PHP_CodeSniffer icon indicating copy to clipboard operation
PHP_CodeSniffer copied to clipboard

[Wiki] Add more information about `parallel` option

Open jrfnl opened this issue 8 years ago • 10 comments

I've just been looking into the parallel running option a bit more and am left with some questions.

  • When should you use this option ?
  • Does it work equally well with phpcs as well as phpcbf ?
  • What things should you take into consideration when determining the amount of parallel processes to use ?
  • What can go wrong ? Are there any type of sniffs which would be incompatible with parallel processing ?
  • Any thing else which behaves differently if parallel processing is turned on ?

It might be useful to add a section to the Wiki Advanced Usage page about this.

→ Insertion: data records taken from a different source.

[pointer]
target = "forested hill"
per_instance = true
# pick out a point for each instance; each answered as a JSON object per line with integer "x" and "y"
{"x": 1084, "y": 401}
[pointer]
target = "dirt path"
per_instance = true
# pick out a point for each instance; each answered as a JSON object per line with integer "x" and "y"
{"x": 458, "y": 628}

jrfnl avatar Oct 21 '17 19:10 jrfnl

I just tried running PHPCS against Customize Posts and get the following results with parallel:

Processes Time
1 0m11.076s
2 0m6.577s
4 0m4.404s
8 0m3.731s
16 0m3.665s

So yeah, wow, it can really speed up processing. There is a logarithmic relationship between parallel process count and the overall time it takes.

westonruter avatar Oct 25 '17 19:10 westonruter

If you're running on a VM, remember to allocate more cores. Using --parallel=16 with 1 core, a phpcs run across WordPress took 1m38.95s. With 4 cores, it took 0m36.3s.

pento avatar Nov 28 '17 04:11 pento

When you write the output into a report the only thing you see on the console is one result for each process. That means that instead of having one output for each file you suddenly only have n outputs (where nis the number of processes up to a certain upper limit it seems).

My concrete use-case was that I set the parallel-value to 75 but only seem to have gotten 73 processes. More interestingly that was exactly the number of files within the top level of my given path… So instead of checking for the parallel-value I spent an hour debugging why phpcs is not parsing the given folder recursively…

Perhaps the output could be changed from a . or E to – lets say a P? To show that this is a process returning and not a file having issues or not…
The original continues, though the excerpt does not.